Circumstances in life may lead to a wrong registration in a child's birth certificate.
It could be that after birth a child is registered on the birth certificate as "father unknown". It could also happen that the man who is registered as the father of the child on the birth certificate is not really the natural (biological) father of that child.
In this context, therefore, ‘acknowledgment’ means that the biological father of the child takes legal action to correct any misinformation in the child's birth certificate.
Complications such as these always arise with men and there are hardly any cases involving a child's maternal identity. One of the main reasons for this is that few women give birth in secret.
Acknowledgement by the father (when done alone)
When the father acknowledges a child, which is registered as father unknown, separately from the mother a special procedure can be followed. In such case the father must start by sending a judicial letter to the mother stating that he intends to acknowledge the child.

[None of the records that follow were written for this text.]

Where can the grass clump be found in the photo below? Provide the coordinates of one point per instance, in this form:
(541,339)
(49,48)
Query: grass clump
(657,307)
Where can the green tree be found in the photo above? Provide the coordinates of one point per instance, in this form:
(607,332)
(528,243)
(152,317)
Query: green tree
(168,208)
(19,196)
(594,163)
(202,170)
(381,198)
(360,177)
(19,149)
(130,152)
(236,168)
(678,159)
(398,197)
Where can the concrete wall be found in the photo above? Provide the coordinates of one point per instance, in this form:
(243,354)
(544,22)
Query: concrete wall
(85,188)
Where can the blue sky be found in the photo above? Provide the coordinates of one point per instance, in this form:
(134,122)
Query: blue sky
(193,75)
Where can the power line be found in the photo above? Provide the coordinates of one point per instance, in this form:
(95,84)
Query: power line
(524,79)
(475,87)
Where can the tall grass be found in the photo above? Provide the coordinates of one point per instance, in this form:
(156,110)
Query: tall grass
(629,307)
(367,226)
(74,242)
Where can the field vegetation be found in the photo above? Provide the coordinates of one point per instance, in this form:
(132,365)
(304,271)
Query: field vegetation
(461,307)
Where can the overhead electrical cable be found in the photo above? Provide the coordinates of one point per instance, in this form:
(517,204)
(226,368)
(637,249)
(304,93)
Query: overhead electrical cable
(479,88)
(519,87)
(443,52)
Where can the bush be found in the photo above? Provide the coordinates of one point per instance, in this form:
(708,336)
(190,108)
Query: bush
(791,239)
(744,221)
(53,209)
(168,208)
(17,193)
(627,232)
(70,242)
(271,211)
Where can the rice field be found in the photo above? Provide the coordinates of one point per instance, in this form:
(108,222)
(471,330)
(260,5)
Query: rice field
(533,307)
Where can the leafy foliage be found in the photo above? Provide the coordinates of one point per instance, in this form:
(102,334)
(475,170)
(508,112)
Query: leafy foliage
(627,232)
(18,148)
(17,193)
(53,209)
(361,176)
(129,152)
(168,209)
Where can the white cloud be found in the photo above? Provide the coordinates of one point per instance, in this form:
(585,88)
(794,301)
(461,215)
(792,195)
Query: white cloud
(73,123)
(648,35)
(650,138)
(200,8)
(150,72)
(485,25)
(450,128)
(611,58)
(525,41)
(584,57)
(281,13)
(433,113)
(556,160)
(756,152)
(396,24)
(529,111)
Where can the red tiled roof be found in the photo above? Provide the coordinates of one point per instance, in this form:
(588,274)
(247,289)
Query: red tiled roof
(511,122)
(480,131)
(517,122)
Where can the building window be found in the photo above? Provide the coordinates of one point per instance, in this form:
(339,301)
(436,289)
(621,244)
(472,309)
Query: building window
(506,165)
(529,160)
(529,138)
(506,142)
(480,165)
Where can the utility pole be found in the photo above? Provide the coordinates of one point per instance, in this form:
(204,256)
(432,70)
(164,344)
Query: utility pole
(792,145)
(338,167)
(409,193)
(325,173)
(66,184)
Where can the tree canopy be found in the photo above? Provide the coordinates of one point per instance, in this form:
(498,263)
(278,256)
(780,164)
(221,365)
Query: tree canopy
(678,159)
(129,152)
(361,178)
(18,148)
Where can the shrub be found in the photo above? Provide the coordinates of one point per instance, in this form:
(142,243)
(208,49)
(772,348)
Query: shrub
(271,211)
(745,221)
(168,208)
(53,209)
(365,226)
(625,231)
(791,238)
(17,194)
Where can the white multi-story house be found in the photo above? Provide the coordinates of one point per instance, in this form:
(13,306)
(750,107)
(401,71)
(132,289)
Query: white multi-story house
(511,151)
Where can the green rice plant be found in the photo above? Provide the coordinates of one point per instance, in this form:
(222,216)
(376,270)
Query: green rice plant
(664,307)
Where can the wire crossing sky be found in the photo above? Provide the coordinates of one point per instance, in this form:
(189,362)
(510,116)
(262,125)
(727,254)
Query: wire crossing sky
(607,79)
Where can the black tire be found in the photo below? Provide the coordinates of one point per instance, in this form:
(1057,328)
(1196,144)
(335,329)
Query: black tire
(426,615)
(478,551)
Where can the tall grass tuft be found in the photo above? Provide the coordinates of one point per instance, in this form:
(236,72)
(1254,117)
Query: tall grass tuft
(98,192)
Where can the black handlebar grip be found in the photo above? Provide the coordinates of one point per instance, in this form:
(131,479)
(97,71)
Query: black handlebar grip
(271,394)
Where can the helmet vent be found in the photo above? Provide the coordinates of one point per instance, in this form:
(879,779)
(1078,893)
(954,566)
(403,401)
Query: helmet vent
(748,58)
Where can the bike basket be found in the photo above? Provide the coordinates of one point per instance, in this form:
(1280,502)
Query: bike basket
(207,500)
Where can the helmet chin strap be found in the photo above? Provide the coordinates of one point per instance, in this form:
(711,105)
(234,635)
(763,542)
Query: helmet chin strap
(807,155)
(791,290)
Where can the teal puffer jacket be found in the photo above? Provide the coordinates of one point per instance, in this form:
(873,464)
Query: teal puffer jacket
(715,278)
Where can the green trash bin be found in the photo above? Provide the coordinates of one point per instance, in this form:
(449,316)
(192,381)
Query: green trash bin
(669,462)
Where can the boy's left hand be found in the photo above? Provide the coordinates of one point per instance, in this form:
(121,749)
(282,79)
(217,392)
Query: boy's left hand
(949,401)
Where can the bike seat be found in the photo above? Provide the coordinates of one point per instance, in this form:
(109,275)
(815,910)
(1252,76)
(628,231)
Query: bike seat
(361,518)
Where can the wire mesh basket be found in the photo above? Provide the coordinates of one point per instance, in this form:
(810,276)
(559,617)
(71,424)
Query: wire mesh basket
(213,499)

If the mother does not oppose the demand contained in the judicial letter within 2 months, then the letter is sent to the Director of Public Registry who will register the child to be the offspring of the person stated in the judicial letter.
If the mother opposes the registration within the said two months then the father may initiate a case before the Family Court against the mother. The Court will examine the evidence and decide whether the man who is alleging that he is the father of that child is really is the father of the child, or otherwise.
Through an action for repudiation, the man who is named as the father of a child in the birth certificate challenges this assertion. If the action is successful he would no longer be held to be the child’s father. One of the most important consequences of repudiation is that the name of the father in the Public Registry will be changed, either to a ‘father unknown’ status or to the name of the real father of the child, as the case may be.
The presumption that the husband’s mother is the father
The law presumes that a child who has been conceived in wedlock is the child of the mother’s husband (Article 67, Civil Code). Therefore the husband of the mother is automatically recorded in the Public Registry as the father of the child. However, the husband or natural father may challenge this presumption through an action for repudiation.
The presumption that the child is the son or daughter of the mother’s husband is very strong. Indeed a declaration by the mother that her husband is not the father of the child is not enough to disprove the father’s paternity (Article 70(2), Civil Code). In practical terms, this provision of law means that even if the mother claims (while she is at a hospital after giving birth) that her husband is not the father of her child, the child will still be registered as the son or daughter of her husband.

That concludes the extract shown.